For the last few weeks, Peru's Ollanta Humala has been hop-scotching the hemisphere making good on campaign promises to have a cordial relationship with any neighbor — regardless of ideology.
The tour has taken Humala, who was sworn in Thursday as Peru's president, from the capitalist bastions of Washington and Chile, to the socialist stalwarts of Venezuela and Cuba. Now, he will have to straddle the divides in his own country as he pledges to protect Peru's free-market economy while rolling out ambitious social programs.
So far, Humala — a former army officer with a center-left agenda — has disarmed his critics.

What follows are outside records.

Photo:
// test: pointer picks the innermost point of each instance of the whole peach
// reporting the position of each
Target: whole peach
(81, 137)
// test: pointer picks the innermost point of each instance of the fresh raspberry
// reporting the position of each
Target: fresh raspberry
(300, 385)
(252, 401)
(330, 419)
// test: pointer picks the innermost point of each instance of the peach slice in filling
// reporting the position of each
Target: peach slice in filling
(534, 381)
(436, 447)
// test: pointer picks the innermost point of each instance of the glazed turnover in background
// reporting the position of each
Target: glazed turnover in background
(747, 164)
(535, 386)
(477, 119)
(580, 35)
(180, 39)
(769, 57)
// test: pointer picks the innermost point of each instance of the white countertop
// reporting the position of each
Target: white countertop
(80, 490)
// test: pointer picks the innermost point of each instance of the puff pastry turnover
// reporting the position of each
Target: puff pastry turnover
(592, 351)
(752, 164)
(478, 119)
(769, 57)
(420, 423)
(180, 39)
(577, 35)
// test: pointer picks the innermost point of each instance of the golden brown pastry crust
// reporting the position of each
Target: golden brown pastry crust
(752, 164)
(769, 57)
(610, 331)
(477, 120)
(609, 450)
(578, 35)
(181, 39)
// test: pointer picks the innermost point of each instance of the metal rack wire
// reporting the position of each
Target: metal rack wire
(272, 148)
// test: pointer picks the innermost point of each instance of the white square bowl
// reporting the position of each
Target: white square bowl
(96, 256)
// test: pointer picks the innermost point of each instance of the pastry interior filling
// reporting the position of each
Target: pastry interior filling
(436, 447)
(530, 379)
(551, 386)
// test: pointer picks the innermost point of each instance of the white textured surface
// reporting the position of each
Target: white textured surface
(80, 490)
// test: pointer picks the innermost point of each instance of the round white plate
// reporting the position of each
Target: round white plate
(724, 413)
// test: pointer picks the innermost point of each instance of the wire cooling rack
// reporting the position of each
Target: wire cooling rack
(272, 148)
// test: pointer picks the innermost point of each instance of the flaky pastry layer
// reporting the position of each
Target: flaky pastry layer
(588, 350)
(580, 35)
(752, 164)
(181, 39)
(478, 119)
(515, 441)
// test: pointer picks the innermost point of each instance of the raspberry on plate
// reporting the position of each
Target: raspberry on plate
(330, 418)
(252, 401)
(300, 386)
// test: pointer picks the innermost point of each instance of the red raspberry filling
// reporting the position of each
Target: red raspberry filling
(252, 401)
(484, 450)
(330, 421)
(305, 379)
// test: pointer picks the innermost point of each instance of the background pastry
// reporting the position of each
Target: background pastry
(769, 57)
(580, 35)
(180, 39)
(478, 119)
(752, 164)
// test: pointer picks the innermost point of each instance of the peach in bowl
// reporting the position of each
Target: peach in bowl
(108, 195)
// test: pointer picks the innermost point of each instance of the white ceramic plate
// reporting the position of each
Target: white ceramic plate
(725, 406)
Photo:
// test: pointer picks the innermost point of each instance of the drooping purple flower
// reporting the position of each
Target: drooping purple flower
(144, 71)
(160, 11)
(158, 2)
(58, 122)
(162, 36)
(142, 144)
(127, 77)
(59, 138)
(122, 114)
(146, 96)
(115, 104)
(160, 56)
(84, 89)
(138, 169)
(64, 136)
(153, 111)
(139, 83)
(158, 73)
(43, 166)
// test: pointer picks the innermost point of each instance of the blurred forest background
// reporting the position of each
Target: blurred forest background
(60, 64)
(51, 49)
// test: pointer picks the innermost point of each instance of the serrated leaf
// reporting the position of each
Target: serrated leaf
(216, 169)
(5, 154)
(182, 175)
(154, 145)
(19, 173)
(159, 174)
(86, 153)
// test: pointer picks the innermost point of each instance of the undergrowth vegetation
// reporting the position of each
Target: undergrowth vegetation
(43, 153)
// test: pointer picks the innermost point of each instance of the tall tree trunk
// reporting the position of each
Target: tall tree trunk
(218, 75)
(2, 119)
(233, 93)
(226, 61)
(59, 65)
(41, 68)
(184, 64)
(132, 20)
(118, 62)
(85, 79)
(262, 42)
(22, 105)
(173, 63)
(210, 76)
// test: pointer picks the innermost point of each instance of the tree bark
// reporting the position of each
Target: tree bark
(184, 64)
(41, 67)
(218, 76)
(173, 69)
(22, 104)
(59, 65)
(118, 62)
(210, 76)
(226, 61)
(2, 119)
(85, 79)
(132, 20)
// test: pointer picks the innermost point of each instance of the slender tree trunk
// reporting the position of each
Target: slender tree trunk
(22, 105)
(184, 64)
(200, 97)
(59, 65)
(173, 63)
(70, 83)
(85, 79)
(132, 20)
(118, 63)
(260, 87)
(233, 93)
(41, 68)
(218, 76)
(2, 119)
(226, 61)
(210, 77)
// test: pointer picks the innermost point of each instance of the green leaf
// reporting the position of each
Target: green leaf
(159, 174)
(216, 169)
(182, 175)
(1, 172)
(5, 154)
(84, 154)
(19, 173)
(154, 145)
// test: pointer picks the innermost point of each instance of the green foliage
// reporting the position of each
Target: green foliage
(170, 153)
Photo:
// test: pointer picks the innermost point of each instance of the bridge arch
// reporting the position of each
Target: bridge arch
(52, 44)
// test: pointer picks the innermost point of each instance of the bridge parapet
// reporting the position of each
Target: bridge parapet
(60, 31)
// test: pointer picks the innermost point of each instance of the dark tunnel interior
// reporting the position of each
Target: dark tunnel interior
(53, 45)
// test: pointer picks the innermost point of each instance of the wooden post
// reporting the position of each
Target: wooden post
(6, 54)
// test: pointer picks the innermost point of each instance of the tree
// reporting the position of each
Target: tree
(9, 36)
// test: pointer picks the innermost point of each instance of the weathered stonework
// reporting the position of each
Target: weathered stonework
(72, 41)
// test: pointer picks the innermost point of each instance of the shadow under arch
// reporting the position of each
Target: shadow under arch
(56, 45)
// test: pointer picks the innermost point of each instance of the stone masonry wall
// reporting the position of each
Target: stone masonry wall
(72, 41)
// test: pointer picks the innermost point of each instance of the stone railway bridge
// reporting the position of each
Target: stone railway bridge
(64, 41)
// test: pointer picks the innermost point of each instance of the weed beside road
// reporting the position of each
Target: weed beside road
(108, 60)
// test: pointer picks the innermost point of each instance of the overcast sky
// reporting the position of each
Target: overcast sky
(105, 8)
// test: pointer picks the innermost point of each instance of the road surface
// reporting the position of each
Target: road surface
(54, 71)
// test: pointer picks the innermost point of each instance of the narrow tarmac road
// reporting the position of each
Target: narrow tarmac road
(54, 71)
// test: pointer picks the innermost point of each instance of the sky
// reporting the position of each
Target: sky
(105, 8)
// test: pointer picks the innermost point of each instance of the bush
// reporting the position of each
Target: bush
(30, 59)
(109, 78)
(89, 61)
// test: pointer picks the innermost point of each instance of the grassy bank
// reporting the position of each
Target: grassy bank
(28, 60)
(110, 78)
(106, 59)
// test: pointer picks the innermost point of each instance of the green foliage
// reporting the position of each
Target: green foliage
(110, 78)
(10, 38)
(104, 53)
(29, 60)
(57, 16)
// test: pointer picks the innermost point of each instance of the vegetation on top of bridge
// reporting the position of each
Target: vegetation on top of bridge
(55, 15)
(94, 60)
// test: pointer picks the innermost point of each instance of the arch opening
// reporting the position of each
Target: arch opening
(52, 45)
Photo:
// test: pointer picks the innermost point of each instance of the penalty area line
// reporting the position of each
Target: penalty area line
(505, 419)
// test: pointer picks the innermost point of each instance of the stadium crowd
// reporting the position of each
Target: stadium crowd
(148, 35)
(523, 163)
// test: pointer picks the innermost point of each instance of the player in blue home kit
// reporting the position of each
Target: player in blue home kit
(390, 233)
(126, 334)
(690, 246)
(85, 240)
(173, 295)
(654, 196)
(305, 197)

His decision to keep Julio Velarde as the president of the Central Bank and name Luís Miguel Castillo — a respected technocrat and the former second-in-command at the Ministry of Finance — to the top economy job, won applause from the private sector.
“He has surprised us, not only with his statements — that point to sound economic policies — but by naming people to his economic cabinet that are believers in the free market,” said César Peñaranda, the director of the Institute for Economy and Business Development.
But there will certainly be fights ahead, as Humala has vowed to raise the minimum wage, expand the country’s pension program and raise taxes on one of the nation’s primary economic engines: mining.
During the contentious campaign, Humala’s opponents demonized many of his proposals, accusing him of being willing to hock the nation’s wealth to emulate Venezuelan President Hugo Chávez’s social programs.
But any fears that Humala might move the country sharply left should be assuaged by his actions since he won the June 5 election, said Erasto Almeida, an analyst with the New York-based Eurasia Group.